Cette première étape n’était pas complétée que le Port de Québec s’amenait avec un projet de silos d’alumine au bas des falaises. Pourtant rien ne justifiait qu’on les installe à cet endroit plutôt que dans le secteur industriel du port de Trois-Rivières, ce qui fut finalement fait. En 2019, nous voilà confrontés à un projet de dix silos à grains, partenariat de la Coop fédérée, du Port de Québec et du gouvernement du Québec (30 M$), au moment où sont prévus des travaux de 171 M$ pour la Phase 3 de la Promenade Champlain.

Était-il bien avisé d’injecter 30 M$ de fonds publics dans ce projet privé?

Il est difficile d’en établir la justification économique. Les grains de l’Ouest et de l’Ontario transitent déjà par bateau du port de Thunder Bay (le plus important port céréalier d’Amérique du Nord) vers quatre importantes installations de transit que sont Trois-Rivières/CWB (capacité 110 000 tonnes métriques), Québec/Bunge (225 000 tm), Port-Cartier/Dreyfuss (293 000 tm) et Baie-Comeau/Cargill (468 107 tm). Quelle est la pertinence d’en installer une autre dans le secteur le plus sensible de la Promenade Champlain?

Le projet des Foulons n’en est pas un de «stockage» uniquement.

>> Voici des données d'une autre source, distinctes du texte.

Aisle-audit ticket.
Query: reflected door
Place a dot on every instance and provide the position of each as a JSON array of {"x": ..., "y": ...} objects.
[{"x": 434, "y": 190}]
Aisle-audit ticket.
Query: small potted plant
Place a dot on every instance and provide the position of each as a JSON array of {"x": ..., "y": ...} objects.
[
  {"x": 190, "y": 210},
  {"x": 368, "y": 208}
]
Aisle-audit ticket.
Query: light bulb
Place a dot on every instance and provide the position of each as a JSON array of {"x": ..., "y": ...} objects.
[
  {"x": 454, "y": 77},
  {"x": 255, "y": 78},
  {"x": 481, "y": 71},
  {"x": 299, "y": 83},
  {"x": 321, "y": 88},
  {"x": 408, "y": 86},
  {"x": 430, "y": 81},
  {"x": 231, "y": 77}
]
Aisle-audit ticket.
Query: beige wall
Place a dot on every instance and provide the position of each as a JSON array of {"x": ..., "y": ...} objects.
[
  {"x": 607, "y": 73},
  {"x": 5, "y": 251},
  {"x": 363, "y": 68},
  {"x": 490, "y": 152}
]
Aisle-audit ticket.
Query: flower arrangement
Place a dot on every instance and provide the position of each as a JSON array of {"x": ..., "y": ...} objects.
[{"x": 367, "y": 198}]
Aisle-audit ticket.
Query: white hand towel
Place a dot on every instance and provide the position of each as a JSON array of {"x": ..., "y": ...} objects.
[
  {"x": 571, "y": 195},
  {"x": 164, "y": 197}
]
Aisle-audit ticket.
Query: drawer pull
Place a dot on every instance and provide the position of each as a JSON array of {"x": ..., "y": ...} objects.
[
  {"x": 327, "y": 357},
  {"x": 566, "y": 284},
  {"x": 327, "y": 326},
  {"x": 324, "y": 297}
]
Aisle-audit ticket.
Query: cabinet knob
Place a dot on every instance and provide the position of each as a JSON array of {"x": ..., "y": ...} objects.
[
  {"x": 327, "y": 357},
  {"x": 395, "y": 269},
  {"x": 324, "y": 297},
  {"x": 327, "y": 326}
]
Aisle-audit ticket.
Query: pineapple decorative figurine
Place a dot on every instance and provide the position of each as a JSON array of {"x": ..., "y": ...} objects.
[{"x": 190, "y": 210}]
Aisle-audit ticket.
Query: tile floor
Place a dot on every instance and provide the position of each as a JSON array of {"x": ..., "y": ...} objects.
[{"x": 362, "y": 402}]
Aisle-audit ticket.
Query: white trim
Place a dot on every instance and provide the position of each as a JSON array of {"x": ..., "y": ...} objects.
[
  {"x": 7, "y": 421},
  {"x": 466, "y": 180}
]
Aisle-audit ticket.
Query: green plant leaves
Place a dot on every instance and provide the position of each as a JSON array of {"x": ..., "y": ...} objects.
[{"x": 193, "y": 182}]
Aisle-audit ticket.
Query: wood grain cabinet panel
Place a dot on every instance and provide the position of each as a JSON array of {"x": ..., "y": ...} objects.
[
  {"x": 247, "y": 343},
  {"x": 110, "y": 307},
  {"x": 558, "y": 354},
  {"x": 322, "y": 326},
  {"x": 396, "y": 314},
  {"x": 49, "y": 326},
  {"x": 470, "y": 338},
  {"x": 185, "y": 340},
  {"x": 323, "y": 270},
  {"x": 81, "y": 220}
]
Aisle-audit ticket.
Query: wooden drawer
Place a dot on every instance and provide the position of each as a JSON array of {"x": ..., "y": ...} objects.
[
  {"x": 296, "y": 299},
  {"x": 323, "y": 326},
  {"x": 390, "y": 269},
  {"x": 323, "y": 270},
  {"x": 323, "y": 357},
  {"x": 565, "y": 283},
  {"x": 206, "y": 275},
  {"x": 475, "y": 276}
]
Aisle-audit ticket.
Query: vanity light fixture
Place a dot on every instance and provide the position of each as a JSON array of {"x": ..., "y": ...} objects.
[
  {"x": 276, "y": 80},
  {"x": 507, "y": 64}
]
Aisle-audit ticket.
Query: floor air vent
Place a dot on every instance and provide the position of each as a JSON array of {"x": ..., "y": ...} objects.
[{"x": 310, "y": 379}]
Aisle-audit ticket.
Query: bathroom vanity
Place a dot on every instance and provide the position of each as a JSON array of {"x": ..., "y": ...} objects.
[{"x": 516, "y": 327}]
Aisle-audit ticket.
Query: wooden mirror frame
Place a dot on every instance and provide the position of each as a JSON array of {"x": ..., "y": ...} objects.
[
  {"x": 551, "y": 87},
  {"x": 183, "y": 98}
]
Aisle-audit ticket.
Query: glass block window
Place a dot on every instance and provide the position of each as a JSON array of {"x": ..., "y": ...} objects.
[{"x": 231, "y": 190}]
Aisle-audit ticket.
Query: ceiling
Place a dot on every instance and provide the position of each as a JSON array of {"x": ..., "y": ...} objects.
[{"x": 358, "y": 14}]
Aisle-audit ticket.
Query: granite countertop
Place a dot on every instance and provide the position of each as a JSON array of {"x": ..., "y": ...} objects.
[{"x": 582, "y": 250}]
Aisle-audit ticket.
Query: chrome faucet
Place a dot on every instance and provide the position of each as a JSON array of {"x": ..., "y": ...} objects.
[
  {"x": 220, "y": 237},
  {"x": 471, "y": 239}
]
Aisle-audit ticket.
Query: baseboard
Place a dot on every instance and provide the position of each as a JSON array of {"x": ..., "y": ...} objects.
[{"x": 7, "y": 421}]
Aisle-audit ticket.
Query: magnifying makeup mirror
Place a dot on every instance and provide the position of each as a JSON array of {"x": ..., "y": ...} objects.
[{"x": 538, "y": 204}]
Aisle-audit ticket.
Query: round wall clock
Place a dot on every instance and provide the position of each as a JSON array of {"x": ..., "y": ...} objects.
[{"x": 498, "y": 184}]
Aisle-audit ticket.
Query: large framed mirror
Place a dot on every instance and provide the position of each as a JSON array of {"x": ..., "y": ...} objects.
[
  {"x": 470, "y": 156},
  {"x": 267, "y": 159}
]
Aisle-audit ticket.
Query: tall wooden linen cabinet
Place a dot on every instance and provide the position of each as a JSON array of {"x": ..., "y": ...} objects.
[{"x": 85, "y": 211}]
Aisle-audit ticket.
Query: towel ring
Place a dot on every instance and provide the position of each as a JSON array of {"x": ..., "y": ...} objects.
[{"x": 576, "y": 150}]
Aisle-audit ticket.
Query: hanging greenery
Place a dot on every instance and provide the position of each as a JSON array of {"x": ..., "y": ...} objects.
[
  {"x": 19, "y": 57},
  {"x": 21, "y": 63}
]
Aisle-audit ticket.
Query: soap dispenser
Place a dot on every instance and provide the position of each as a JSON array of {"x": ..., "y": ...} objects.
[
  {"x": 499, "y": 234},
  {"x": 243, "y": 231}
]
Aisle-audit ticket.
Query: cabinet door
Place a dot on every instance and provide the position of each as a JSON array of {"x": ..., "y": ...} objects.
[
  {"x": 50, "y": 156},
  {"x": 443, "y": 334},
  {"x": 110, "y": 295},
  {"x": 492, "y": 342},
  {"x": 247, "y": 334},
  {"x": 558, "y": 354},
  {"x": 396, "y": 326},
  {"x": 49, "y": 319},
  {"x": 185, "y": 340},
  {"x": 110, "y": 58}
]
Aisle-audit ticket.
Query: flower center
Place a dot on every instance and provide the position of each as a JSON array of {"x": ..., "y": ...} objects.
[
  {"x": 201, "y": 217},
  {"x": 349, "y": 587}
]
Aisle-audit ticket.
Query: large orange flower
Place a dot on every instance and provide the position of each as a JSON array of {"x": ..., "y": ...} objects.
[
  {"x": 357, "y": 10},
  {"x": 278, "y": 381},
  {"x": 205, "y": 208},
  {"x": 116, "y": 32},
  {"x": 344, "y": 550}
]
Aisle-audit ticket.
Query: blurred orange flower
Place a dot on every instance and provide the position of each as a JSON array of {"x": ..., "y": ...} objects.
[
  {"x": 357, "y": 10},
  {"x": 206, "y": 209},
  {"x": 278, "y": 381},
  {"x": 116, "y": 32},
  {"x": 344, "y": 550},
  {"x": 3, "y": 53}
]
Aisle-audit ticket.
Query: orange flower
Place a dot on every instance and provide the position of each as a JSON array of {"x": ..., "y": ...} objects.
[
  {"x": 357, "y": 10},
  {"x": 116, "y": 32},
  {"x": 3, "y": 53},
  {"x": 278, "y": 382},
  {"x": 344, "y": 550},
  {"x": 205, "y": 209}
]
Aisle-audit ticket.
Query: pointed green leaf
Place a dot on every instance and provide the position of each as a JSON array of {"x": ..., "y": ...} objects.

À proximité d’activités de loisir familial, il y aura opérations de tamisage et de nettoyage des grains. Deux immenses nettoyeurs à trémies rotatifs seront installés afin d’éliminer impuretés et autres éléments étrangers. Capacité : 800 tonnes à l’heure. Les dépoussiéreurs suffiront-ils? La démonstration n’est pas faite. Quant aux silos de stockage, ils devront tous être équipés de puissants ventilateurs de toit pour assurer en continu la ventilation du maïs et l’évacuation des gaz et de la chaleur.

Ce centre d’exportation n’est absolument pas incontournable pour les producteurs québécois. Le Québec est davantage un importateur de grains qu’un exportateur. Si la situation a changé récemment, c’est uniquement pour le maïs-grain et il n’y a aucun problème pour en réaliser l’exportation avec les moyens actuels. Les projections indiquent que le Québec sera toujours un joueur très mineur au chapitre des exportations de grains sur le marché mondial.

A-t-on sérieusement considéré l’impact du volet transport terrestre du projet? À quelques pas des aires de repos et des futures installations «balnéaires» circuleront un nombre indéterminé de wagons, de poids lourds. Impossible qu’avec leur lot de poussière et de bruit, ils ne viennent pas abîmer la qualité de l’air et ajouter aux impacts sonores des équipements de déchargement et de tamisage. Pour une bonne part, les poids lourds auront emprunté les ponts avant de s’engager sur la Promenade Champlain.

Deux questions. Comment expliquer qu’on ait mandaté le BAPE pour évaluer de façon indépendante l’impact humain et paysager de la Phase 3 de la Promenade alors que rien de tel n’aura été fait pour les opérations industrielles qui seront déployées à proximité? Comment justifier 30 M$ en octroi du gouvernement du Québec dans un espace politiquement fermé à ses fonctionnaires de l’environnement?